東京都千代田区の国立劇場で行われた学制150年記念式典(首相官邸ウェブサイトより)
東京都千代田区の国立劇場で行われた学制150年記念式典(首相官邸ウェブサイトより)

 同じく式典に出席した岸田首相は「わが国の近代公教育制度は、学制発布によって創始された。『邑(むら)に不学の戸なく家に不学の人なからしめん』とする高邁(こうまい)な理想は、大正・昭和・平成という時を経て、令和の現在に至る教育制度の整備・拡充の源となった。いつの時代も教育は、国家、社会の礎であり発展の原動力だ。創意工夫や新しいアイデアを生み出すのは人であり、わが国の社会や個人の未来は教育にかかっている。新しい民主主義の柱の一つである人への投資は、社会全体が少子高齢化、グローバル化など、急激な変化をたどる中において、喫緊の課題だ」と語った。

 また、新型コロナウイルスの感染拡大や気候変動など地球規模の課題、国際情勢の緊迫などを挙げ、「立ちすくむのではなく、皆で協力しながら挑戦し、新しい日本をともに作り上げていかなければならない。そのためには、子供たち一人一人が自ら個性を磨き、創造性を伸ばし、またグローバル社会でも活躍できる心豊かな国民に成長することができるよう、これからも学校教育の充実を図っていく必要がある」と述べた。

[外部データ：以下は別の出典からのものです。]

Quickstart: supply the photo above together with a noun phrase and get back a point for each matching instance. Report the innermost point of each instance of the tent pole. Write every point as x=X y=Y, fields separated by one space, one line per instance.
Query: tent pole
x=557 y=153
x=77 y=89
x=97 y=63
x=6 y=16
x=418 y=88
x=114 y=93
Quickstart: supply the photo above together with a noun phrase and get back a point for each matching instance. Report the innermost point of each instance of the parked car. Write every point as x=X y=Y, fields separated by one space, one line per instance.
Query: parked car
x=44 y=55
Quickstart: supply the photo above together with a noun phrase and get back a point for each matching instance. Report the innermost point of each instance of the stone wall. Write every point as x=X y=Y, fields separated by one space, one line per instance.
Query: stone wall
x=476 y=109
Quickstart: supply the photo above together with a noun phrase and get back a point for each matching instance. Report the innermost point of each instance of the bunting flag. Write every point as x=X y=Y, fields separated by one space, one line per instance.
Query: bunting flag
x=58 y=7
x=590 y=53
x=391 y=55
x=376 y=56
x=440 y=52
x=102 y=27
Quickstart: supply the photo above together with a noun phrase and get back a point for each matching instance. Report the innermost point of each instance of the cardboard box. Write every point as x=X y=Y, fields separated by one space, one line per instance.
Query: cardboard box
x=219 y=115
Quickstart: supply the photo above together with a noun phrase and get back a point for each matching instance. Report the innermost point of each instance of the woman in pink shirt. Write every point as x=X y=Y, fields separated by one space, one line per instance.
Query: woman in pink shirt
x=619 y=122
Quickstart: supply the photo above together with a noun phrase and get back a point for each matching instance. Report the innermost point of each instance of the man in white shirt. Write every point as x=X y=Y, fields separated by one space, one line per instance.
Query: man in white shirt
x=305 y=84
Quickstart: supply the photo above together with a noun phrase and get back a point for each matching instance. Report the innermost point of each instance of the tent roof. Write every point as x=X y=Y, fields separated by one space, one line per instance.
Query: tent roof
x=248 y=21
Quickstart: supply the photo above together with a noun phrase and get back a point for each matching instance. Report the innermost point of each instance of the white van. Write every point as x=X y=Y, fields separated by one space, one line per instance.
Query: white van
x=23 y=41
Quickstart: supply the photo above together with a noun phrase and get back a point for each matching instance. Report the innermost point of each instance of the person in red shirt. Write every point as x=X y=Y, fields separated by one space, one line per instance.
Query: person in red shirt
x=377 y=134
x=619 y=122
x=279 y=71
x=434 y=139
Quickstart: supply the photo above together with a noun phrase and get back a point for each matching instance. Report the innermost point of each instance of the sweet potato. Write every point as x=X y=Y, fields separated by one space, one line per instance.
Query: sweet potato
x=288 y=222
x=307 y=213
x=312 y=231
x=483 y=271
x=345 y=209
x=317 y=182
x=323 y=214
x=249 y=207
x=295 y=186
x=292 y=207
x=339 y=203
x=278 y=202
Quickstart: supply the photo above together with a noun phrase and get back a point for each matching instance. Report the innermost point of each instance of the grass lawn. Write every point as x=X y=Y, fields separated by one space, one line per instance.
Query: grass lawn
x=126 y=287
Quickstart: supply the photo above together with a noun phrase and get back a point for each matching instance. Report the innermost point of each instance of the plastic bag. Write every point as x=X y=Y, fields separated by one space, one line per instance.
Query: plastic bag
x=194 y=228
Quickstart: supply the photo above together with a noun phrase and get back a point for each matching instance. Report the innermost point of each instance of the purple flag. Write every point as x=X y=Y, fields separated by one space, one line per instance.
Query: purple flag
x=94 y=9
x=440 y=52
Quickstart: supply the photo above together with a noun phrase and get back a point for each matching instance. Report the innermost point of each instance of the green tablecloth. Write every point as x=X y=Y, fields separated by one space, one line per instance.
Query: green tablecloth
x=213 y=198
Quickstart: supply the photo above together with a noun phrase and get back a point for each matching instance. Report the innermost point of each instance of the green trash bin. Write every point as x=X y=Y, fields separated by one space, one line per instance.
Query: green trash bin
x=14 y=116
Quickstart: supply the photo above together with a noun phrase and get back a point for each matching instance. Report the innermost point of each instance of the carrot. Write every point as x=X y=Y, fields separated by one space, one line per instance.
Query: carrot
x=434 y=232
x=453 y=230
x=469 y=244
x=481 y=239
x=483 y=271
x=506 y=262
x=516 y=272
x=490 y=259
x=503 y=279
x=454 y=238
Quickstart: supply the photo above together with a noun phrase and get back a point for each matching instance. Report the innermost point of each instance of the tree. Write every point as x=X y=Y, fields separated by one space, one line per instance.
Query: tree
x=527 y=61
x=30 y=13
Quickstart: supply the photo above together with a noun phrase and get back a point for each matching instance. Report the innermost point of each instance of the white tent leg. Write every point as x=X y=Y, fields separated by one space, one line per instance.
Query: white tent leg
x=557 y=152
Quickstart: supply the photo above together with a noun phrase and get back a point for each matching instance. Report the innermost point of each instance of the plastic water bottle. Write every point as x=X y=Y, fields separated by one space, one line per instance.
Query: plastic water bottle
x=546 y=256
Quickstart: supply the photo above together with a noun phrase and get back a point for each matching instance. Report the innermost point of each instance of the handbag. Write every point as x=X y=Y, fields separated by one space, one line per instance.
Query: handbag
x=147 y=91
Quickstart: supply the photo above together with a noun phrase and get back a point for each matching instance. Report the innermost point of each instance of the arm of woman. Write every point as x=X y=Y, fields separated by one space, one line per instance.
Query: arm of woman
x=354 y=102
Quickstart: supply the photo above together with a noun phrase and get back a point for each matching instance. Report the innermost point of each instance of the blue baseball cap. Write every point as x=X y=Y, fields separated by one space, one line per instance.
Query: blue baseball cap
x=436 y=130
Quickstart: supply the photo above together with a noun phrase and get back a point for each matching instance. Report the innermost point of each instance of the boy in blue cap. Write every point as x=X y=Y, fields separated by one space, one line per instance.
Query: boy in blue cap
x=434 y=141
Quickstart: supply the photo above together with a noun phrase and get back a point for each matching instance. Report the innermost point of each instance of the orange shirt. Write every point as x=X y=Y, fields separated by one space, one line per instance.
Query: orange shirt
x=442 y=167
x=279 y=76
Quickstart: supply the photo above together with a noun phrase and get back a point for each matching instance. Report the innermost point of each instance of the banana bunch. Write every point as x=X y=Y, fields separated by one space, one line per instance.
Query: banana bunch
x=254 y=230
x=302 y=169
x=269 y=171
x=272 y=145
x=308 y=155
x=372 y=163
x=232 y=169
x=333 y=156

 永岡文科相は「今、わが国は人生100年時代を迎えようとしており、またSociety5.0の実現に向けて、AIやビッグデータの活用などの技術革新が急速に進んでいる。これまでの功績を将来に引き継ぎながら、同時に、これからの社会の大転換を乗り越え、全ての人が豊かな人生を生き抜くために必要な力を、生涯を通じて身に付け、活躍できるようにすることが重要だ。その上で教育の力の果たす役割は大きいことは言うまでもない」と力を込めた。

 学制は日本発の近代学校制度に関する法令で、1872年8月2日(太陽暦9月4日)に太政官布告が発せられ、翌3日に文部省布達により太政官布告を添えて頒布された。学校を小学、中学、大学の3段階とし、小学校は8年制で下等小学(6~9歳)、上等小学(10~13歳)の各4年としている。

 文科省の情報ひろばでは9月30日まで、明治初期から現代までの教科書やカリキュラム関係の資料など、学制150年を記念した展示を行っている。また、文科省のウェブサイトでは、「学制150年史」を公開している。